Hunter Tootoo, then the chair of the NPC, said the commission would likely not be able to handle any lengthy regulatory land use plan amendment process with Baffinland because of chronic underfunding.

So, in a letter to AANDC minister Bernard Valcourt, which was later made public, Nunavut Premier Peter Taptuna urged the minister to take the project out of the NPC’s hands and give it to the Nunavut Impact Review Board for an environmental assessment instead.

He also suggested to Valcourt that his department audit the NPC’s books to understand why the commission is so short of cash.

Valcourt did both. The NIRB is now in charge of the Mary River Iron Mine Phase 2 approval and Ottawa hired KPMG to conduct the commission audit.

But the audit never sat well with the commission and that comes through in explicit letters from Tootoo to Anne Scotton, chief audit and evaluation executive with AANDC.

In one letter, Tootoo described existing, and detailed, auditing which the NPC already undergoes and of which AANDC is well aware. He then asked about the scope of the audit in order for the NPC to revise its workplan and budget to accommodate the comprehensive three-year KPMG review.
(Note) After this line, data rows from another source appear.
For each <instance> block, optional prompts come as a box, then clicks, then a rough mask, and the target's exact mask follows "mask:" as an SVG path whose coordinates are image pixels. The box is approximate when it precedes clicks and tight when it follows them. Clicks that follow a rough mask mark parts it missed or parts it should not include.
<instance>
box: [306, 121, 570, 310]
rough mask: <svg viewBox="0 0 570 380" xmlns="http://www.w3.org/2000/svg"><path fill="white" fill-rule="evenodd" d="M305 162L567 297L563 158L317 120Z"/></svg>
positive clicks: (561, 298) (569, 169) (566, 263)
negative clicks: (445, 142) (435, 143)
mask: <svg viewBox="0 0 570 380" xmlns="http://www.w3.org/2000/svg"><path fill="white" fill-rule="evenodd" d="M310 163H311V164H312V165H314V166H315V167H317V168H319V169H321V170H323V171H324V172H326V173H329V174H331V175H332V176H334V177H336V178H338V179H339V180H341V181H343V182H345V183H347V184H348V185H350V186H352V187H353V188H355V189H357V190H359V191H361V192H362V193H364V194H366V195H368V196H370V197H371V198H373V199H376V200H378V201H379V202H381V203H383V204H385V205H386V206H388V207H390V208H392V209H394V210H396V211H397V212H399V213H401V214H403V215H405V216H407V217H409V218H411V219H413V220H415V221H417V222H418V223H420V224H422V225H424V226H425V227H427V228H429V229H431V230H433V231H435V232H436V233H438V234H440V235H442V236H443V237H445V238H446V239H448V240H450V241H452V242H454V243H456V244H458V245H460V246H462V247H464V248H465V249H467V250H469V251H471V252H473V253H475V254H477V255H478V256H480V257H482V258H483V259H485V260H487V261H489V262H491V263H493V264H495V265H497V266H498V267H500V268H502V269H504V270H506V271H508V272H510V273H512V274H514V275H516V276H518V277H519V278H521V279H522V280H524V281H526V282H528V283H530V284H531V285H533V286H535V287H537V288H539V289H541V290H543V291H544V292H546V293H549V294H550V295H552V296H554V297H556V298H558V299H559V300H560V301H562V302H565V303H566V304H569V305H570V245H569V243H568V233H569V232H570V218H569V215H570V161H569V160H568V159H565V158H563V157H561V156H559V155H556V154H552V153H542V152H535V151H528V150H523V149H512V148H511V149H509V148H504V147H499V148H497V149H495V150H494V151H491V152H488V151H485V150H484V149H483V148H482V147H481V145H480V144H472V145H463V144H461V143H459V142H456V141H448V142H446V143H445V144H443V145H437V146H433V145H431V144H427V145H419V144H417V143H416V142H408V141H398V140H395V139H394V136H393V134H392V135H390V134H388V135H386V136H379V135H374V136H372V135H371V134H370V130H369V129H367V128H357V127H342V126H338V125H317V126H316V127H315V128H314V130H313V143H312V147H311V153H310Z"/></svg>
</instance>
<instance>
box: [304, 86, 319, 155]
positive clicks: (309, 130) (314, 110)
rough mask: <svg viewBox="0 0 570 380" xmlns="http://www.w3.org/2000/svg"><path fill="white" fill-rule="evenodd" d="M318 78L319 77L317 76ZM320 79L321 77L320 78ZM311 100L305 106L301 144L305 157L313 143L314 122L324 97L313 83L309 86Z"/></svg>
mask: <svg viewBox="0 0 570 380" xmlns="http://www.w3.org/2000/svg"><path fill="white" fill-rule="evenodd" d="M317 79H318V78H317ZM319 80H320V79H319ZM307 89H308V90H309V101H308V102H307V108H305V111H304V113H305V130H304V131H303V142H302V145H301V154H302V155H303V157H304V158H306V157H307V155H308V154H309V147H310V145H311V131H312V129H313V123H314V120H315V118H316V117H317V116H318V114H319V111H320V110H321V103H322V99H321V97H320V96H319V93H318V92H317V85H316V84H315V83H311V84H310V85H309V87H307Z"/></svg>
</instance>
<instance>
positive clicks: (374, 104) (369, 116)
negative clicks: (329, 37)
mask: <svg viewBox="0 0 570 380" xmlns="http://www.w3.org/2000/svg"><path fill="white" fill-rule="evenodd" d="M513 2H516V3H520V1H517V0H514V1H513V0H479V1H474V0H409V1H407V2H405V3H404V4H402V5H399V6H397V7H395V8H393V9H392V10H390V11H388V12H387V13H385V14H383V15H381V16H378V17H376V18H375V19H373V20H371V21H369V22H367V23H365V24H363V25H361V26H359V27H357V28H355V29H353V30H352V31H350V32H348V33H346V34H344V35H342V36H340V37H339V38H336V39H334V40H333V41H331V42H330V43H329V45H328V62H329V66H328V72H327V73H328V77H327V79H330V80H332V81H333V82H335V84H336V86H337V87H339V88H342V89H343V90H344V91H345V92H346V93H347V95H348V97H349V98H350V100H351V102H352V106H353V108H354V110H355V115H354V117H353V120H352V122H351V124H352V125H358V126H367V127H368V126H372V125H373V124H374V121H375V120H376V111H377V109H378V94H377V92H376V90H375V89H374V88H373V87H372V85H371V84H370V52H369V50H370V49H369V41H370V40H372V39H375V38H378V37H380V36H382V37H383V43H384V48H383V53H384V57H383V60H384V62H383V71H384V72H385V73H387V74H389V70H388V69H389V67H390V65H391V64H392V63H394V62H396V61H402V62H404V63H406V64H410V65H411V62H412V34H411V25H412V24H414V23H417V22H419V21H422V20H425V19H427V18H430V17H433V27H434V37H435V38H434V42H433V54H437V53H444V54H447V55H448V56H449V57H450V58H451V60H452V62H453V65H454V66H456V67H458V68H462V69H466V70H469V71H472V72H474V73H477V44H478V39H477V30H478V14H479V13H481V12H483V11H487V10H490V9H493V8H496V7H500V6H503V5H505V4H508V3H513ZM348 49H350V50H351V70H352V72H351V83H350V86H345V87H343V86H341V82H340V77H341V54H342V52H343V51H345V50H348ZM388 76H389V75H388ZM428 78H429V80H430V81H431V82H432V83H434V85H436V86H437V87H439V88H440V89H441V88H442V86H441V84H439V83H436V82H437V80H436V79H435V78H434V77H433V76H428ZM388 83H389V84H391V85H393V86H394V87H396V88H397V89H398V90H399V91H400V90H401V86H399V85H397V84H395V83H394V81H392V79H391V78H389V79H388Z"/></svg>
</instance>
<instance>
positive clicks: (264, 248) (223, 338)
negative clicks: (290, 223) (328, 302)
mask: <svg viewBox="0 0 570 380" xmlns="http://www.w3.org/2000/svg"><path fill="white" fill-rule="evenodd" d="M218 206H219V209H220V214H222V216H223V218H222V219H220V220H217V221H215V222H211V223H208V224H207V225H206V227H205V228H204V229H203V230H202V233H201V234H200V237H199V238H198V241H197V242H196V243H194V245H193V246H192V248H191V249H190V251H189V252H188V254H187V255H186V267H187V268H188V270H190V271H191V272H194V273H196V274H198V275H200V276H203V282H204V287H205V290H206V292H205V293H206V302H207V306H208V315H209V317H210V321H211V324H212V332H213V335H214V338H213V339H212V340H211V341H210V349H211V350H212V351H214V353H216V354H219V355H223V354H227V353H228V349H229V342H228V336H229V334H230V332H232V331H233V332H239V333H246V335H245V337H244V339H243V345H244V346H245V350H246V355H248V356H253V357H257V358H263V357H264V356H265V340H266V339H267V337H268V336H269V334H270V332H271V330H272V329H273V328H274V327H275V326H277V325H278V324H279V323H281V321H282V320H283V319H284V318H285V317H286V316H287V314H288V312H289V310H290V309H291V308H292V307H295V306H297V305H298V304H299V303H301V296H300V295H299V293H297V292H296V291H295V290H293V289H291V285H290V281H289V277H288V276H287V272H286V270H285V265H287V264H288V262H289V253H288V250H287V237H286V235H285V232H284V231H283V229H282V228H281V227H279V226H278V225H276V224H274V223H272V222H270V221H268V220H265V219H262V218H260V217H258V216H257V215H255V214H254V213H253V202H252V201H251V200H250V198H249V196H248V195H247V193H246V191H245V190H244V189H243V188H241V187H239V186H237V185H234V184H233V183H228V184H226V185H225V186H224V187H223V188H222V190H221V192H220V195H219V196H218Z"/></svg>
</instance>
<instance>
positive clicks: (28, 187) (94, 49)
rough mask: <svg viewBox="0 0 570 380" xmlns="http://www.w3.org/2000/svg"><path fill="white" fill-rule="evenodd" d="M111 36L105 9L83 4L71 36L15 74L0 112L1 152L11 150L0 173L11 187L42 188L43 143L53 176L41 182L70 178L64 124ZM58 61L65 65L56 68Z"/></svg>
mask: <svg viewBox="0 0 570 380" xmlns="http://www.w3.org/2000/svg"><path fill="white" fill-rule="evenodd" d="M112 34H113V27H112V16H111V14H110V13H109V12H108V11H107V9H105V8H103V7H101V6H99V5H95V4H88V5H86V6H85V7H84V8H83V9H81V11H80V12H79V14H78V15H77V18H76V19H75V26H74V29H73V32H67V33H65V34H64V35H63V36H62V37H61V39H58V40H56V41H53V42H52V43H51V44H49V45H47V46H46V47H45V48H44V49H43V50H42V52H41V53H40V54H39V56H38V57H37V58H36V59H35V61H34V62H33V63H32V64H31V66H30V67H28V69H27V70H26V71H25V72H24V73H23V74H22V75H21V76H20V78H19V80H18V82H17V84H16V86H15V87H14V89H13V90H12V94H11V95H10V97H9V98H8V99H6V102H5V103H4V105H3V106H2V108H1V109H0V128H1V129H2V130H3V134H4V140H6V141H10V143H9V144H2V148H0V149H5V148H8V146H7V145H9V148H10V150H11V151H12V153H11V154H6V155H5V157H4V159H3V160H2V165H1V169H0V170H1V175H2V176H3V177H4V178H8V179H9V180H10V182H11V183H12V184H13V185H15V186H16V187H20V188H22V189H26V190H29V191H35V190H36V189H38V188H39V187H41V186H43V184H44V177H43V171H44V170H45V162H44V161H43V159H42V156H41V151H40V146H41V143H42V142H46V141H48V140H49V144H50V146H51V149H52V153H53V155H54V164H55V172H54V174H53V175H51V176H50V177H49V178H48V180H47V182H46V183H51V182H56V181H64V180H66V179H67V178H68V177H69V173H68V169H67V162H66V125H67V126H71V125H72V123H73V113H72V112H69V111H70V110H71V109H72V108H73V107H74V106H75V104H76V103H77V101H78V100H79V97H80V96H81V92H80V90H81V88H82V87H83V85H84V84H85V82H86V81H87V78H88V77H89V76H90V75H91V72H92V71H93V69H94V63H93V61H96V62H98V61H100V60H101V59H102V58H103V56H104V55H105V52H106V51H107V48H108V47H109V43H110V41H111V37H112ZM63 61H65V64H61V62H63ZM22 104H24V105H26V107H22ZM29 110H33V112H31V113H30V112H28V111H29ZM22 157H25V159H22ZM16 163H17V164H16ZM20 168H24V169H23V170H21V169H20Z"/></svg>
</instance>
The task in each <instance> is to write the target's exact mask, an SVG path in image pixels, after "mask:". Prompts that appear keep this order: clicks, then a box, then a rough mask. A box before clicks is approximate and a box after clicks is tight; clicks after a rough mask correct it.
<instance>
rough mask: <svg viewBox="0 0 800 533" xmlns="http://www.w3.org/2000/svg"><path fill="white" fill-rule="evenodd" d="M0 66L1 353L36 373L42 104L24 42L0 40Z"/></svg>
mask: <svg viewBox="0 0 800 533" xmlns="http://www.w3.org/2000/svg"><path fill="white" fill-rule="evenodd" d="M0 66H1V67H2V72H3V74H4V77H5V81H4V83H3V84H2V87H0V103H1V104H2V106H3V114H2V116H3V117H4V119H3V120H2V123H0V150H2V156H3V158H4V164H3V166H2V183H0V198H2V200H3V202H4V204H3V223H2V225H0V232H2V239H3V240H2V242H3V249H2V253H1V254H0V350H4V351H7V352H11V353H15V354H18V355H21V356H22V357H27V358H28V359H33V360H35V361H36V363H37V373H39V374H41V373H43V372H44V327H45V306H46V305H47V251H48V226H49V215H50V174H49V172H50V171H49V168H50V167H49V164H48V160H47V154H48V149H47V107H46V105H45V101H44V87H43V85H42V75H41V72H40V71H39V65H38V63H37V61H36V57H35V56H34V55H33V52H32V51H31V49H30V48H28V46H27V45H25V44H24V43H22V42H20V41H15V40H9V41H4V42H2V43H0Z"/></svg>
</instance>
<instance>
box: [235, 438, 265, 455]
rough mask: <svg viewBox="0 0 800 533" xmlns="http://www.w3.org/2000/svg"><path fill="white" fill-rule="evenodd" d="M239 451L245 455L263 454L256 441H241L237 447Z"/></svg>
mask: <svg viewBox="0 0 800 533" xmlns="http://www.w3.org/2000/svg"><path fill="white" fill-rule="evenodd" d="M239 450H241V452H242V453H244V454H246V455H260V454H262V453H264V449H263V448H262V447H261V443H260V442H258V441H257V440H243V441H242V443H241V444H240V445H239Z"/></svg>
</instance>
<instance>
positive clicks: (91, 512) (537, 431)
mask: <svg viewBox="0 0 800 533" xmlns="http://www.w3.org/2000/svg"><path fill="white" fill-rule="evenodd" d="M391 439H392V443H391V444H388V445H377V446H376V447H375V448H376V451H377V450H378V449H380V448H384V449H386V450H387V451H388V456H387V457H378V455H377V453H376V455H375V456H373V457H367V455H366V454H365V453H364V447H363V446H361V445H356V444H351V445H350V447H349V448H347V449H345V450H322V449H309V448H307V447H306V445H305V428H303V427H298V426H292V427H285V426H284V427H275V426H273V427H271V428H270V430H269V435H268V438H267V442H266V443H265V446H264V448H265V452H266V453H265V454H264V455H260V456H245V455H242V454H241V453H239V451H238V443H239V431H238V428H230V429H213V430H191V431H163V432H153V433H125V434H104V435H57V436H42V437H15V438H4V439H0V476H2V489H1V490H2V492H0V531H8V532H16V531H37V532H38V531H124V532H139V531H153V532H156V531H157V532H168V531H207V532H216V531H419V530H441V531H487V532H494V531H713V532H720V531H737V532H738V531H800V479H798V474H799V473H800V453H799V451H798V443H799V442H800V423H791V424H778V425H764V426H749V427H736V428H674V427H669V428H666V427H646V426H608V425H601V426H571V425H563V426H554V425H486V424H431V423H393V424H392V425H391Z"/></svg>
Scotton replied to Tootoo that “there is no need for the commission to revise its workplan or budget as a consequence of this financial review,” since AANDC would be paying for it.

But Tootoo disagreed. To comply with the audit, staff would need to take time away from other work to supply KPMG with all the information they need, he wrote in a July 30 letter, and will “still require a significant investment of the commission’s staff and resources.”

In fact, Tootoo wrote, it’s Scotton’s own department that demands the NPC account for every deviation from the current workplan and budget so he’s only following orders from her bosses.

And on the subject of money, Tootoo asked if the AANDC audit would include how the commission won’t have enough money to hold final hearings into the Nunavut Land Use Plan next year.

And he wondered, when KPMG is looking at the numbers, whether auditors will have time to consider the commission’s added duties under the Nunavut Planning and Project Assessment Act (NUPPAA), a new federal law enacted in June 2013 which is supposed to help streamline development in Nunavut.

The commission estimated it would cost an extra $2.9 million to fulfill it’s duties under NUPPAA and that was back in 2009, Tootoo says. A senate report on the subject agreed that the new law should include extra money for regulatory bodies, he wrote.

“When the commission requested these additional funds, AANDC advised that the legislation was cost neutral which is a euphemism for no additional funding,” Tootoo wrote.

He suggests that if the auditors will be using public money to do this NPC financial review, that it would be “prudent” also to provide an independent assessment, “on whether the department has funded the commission as it promised to.”

No other correspondence from AANDC has been uploaded to the NPC’s website since that July 30 letter.

Acting NPC chair Andrew Nakashuk wrote a letter to Scotton in August saying they have received an email from a KPMG auditor but that the terms of the review seem to deviate from previous instructions. And he urged Scotton to reply to questions raised in Tootoo’s July 30 letter.